Reti organizzate si combattono solo con una maggior organizzazione.
“In questi anni – racconta Di Nicola – abbiamo visto come i trafficanti non vivono nell’emergenza, ma costituiscono una rete che condivide rotte, contatti e finanziamenti. Non ci sono solo i trafficanti libici: ci sono quelli tunisini, algerini, egiziani, somali, turchi, afghani. Gruppi che pianificano con cura il loro business criminale studiando le vulnerabilità geografiche, normative e fisiche dei nostri sistemi. Non è sufficiente prendere gli scafisti, che sono l’ultimo anello della catena, ma bisogna colpire intermediari, finanziatori e organizzatori nei Paesi di partenza, di transito e di arrivo. Stiamo parlando di un business che nel solo Mediterraneo vale tra i 300 e i 600 milioni di dollari all’anno”.

La storia di Kabir.
Ed è soprattutto sulla disorganizzazione europea che Di Nicola punta il dito. Per farlo ci spiega uno dei tanti trucchi utilizzati dai trafficanti. “In Italia – spiega il docente – abbiamo incontrato Kabir (nome di fantasia) che gestisce il flusso di migranti dalle zone pashtun del Pakistan (al confine con l’Afghanistan). Questo trafficante pagava 2mila euro a imprenditori agricoli conniventi in cambio di una lettera d’invito per il lavoro stagionale in Italia. Grazie a questa otteneva un permesso di soggiorno temporaneo per motivi di lavoro per far venire in Italia un cittadino pakistano da cui si faceva pagare 8mila euro. Una volta entrato legalmente in Italia al migrante veniva detto di scappare, buttare i documenti e fingersi afghano. A quel punto per altri 2mila euro Kabir organizzava il trasferimento verso la Germania dove il migrante poteva inoltrare domanda d’asilo con buone possibilità di ottenerla”.

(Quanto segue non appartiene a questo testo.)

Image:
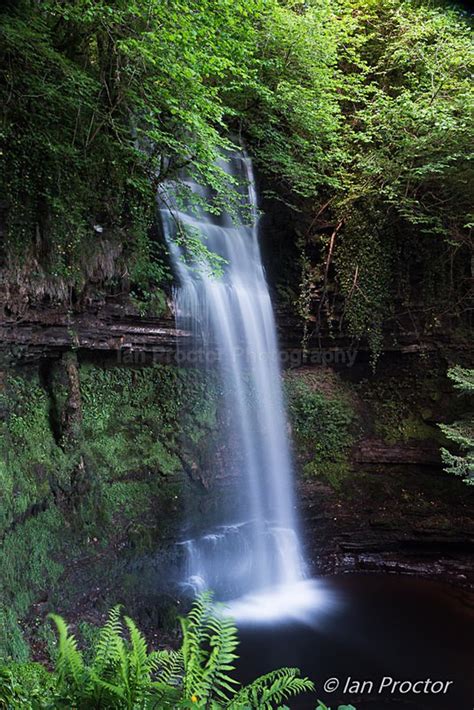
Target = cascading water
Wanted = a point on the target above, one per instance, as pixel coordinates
(231, 313)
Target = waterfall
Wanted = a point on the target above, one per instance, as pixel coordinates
(231, 313)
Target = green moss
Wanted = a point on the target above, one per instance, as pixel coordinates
(322, 417)
(138, 428)
(30, 458)
(402, 407)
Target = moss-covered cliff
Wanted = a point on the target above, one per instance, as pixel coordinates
(95, 463)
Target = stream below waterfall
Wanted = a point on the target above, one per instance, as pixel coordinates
(371, 627)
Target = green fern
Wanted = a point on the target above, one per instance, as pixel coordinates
(270, 689)
(125, 676)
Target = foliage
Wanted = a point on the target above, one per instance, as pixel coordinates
(461, 432)
(102, 101)
(124, 674)
(387, 233)
(50, 515)
(322, 421)
(356, 111)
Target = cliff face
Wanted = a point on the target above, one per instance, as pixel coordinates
(110, 441)
(96, 462)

Una direttiva europea sullo “smuggling”.
Per cercare di porre rimedio a queste situazioni sarebbe necessaria una direttiva europea sul traffico di migranti e richiedenti asilo. “È paradossale che a livello di Unione europea esista una direttiva sulla tratta degli esseri umani a fini di sfruttamento (il cosiddetto ‘trafficking’) – prosegue Di Nicola -, ma non sul favoreggiamento dell’immigrazione irregolare (lo ‘smuggling’). Questo fa sì che non vi siano legislazioni omogenee e lo stesso reato possa avere pene diverse. Invece, per combattere questo business criminale servono regole omogenee di diritto penale, di prevenzione, protezione e assistenza dei migranti coinvolti. Questo anche mediante l’istituzione di un coordinatore europeo per la lotta al traffico di migranti e richiedenti asilo”.

Sì alle quote. Un passo in questa direzione sarebbe l’istituzione di quote per la ripartizione dei migranti tra i vari Paesi europei. “Questo – conclude il docente – aprirebbe la strada alla reale possibilità d’istituire luoghi per l’istruzione delle domande d’asilo fuori dai confini dell’Unione europea. Questo non impedirebbe certo il lavoro dei trafficanti, ma lo limiterebbe riducendone il business. Soldi in meno da reinvestire in altre attività illecite: il traffico di armi, droga e le attività di gruppi terroristici”.